Anyways, it was a very brief marriage, and I've been free of all that for a year now. I really don't think I'll go there again, try and be with someone who doesn't understand MJ. I may be a 'drug addict' in her eyes but I cleaned house almost daily, gave her most of my money, altered my smoking habits, and was nothing but sweet to her. I even forgave her cheating on me with her (militantly anti-drug) Ex. Forgave it. Did not "retaliate".
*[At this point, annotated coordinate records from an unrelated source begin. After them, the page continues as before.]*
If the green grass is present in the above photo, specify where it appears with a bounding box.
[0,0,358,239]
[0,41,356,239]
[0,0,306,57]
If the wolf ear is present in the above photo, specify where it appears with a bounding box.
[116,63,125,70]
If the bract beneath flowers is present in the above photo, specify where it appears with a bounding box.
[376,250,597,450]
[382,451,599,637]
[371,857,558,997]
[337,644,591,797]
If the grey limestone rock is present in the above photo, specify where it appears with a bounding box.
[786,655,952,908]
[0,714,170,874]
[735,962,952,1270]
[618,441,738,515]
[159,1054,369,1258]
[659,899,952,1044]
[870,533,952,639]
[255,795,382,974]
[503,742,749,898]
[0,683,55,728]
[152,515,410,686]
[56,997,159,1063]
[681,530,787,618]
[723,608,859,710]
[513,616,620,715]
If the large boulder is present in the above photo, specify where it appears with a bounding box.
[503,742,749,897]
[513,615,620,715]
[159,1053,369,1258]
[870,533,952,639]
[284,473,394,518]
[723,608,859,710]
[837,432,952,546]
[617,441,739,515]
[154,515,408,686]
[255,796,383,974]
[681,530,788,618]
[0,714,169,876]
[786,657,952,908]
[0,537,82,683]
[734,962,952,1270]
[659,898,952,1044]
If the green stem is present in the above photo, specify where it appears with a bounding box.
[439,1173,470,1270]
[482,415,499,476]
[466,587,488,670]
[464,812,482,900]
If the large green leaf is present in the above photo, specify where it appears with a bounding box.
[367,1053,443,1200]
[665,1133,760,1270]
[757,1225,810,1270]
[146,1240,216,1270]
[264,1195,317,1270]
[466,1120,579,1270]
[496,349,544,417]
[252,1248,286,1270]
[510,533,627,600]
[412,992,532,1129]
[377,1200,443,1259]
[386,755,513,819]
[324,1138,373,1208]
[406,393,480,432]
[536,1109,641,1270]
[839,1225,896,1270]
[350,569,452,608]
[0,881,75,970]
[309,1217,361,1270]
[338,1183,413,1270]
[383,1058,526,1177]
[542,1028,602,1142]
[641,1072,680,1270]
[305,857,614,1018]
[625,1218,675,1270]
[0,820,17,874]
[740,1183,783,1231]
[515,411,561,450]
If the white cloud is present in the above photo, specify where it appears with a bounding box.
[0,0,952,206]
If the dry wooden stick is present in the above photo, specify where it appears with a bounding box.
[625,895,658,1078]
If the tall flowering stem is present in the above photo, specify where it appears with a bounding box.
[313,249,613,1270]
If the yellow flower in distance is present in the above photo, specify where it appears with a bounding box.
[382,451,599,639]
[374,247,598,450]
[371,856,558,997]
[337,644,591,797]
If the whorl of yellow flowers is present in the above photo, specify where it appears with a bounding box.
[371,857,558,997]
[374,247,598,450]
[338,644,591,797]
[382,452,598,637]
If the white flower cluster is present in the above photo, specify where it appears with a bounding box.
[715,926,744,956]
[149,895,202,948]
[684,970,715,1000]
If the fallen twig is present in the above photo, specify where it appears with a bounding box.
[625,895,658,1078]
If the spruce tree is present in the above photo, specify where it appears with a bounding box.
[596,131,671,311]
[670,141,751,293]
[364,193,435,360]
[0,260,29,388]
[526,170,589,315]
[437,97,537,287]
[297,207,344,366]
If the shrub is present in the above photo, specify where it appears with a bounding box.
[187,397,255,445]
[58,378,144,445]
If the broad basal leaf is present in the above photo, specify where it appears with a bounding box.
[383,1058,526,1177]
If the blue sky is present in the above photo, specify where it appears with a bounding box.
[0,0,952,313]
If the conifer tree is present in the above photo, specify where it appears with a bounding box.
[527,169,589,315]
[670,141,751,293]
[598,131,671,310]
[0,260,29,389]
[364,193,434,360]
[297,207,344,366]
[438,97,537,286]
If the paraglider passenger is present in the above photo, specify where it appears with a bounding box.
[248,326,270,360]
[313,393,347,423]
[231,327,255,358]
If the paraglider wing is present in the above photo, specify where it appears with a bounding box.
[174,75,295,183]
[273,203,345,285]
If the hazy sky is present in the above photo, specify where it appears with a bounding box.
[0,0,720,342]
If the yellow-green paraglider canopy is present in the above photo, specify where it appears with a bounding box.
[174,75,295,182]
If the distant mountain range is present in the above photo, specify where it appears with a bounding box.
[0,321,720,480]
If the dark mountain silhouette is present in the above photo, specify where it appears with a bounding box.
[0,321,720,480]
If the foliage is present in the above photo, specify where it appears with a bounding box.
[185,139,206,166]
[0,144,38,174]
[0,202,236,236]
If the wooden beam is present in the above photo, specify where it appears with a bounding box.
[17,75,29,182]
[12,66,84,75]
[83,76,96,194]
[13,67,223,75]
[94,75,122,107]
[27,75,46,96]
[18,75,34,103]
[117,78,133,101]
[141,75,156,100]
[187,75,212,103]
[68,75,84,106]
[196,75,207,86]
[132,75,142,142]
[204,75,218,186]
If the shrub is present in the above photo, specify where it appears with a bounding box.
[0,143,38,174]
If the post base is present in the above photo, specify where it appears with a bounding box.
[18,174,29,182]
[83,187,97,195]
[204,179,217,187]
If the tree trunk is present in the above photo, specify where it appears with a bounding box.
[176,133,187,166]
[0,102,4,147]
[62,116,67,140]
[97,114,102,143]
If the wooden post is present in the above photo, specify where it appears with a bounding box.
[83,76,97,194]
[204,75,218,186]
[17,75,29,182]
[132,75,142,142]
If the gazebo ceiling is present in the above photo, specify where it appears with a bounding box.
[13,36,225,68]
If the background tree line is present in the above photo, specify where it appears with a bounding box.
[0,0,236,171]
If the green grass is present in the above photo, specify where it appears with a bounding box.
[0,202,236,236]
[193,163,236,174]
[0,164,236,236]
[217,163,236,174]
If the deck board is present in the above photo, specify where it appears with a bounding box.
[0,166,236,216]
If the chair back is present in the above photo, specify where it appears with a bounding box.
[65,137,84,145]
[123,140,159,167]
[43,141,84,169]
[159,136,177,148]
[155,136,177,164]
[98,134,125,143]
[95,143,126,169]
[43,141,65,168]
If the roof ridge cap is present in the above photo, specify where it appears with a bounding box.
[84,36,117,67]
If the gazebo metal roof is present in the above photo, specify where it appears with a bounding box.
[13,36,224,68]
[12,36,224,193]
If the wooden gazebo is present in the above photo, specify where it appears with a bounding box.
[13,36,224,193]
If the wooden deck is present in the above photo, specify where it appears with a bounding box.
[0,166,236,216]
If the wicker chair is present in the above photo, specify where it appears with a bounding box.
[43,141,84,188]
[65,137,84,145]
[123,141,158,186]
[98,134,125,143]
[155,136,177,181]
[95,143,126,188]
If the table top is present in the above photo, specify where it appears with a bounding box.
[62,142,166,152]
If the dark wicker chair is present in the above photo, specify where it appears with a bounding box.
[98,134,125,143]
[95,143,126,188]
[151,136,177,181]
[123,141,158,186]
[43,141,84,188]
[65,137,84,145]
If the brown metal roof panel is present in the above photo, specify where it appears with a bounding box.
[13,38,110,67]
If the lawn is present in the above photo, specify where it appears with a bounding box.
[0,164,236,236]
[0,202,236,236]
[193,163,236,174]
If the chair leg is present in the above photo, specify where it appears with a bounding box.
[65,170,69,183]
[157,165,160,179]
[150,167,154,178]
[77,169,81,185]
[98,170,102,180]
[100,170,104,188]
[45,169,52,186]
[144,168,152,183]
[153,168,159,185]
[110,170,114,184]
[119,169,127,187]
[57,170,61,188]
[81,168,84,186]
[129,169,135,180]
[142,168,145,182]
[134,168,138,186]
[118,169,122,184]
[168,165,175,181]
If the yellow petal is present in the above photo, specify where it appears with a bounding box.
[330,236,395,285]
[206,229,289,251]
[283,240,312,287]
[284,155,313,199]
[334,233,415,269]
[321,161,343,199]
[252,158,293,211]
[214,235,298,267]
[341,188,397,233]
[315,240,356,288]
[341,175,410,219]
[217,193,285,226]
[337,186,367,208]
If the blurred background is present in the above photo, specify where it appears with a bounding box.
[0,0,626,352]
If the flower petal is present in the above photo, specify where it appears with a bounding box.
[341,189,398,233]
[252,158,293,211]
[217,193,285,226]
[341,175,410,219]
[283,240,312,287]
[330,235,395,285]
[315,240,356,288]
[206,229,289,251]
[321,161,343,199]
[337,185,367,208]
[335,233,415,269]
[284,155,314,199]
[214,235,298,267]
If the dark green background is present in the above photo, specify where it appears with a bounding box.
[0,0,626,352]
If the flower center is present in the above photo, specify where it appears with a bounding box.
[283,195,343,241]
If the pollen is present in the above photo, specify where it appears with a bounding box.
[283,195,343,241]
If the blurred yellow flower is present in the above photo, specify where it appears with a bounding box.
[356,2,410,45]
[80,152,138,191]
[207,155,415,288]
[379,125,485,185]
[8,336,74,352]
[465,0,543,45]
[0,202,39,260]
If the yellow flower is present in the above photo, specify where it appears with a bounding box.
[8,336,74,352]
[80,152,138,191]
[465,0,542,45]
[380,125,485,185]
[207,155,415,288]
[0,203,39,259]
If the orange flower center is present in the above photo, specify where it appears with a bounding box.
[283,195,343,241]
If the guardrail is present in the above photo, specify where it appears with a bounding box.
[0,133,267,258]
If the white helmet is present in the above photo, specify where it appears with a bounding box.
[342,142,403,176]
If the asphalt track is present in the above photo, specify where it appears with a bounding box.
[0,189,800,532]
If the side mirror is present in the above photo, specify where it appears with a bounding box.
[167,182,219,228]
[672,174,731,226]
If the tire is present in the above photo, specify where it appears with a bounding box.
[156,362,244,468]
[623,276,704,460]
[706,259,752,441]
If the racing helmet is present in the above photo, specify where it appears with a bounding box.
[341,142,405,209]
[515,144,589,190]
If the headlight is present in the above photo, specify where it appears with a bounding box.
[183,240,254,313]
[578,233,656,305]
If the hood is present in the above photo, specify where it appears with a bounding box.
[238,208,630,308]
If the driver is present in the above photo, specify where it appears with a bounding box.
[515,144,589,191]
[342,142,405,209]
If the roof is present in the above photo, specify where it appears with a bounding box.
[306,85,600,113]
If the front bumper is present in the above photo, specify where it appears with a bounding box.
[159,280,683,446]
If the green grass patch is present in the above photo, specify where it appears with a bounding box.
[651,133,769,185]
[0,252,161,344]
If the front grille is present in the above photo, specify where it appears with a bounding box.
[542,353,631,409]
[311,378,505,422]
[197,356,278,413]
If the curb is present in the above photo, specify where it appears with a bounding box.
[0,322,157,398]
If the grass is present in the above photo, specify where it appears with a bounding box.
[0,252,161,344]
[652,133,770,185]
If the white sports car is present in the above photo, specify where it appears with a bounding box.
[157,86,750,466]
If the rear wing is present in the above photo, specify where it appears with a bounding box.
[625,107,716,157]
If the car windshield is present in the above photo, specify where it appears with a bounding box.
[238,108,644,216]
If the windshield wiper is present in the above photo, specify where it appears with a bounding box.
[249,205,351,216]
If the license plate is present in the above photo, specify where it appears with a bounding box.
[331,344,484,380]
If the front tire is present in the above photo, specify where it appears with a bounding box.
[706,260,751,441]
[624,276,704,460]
Truth is, MJ was keeping me sane and level, and it was the one thing that was helping to keep her from BREAKING me completely. And that is why she had issue with it, not for medical or moral objections. She started playing the disappearing act again for days on end around Thanksgiving, and I was gone by Christmas. I experienced what I can only describe as a "thought disorder" at this time, and it was beyond what MJ could alleviate. The thought disorder was the almost constant thought of suicide surfacing. Now I am a rational person, and you just brush these things aside, but it was an onslaught of this thought, day and night, for weeks. I was literally slamming my head on the wall to try and make it stop. It wears you down.
To add to the fun, the one connection I had wouldn't return my calls. Despite my situation I don't hassle people, I call once or twice a week. So I gave up on that and started growing again. I was so depressed I let the plants wilt for days. As growers you can only imagine how down somebody has to be to let their plants go. But the plants survived, as did I, alive and well to make long as hell posts about what a buzzkill my ex was. Never again! Ganja girls only from here on out!
 
I hate that, when you plan on telling someone something but you wait for the right time. Then when you finally work up the courage, they already know.

Im sorry to hear about your situation...hopefully it will just ease away.

So if you were to complain about arthritis pains / joint pains, you could easily get a MMJ license? Or is it not that easy?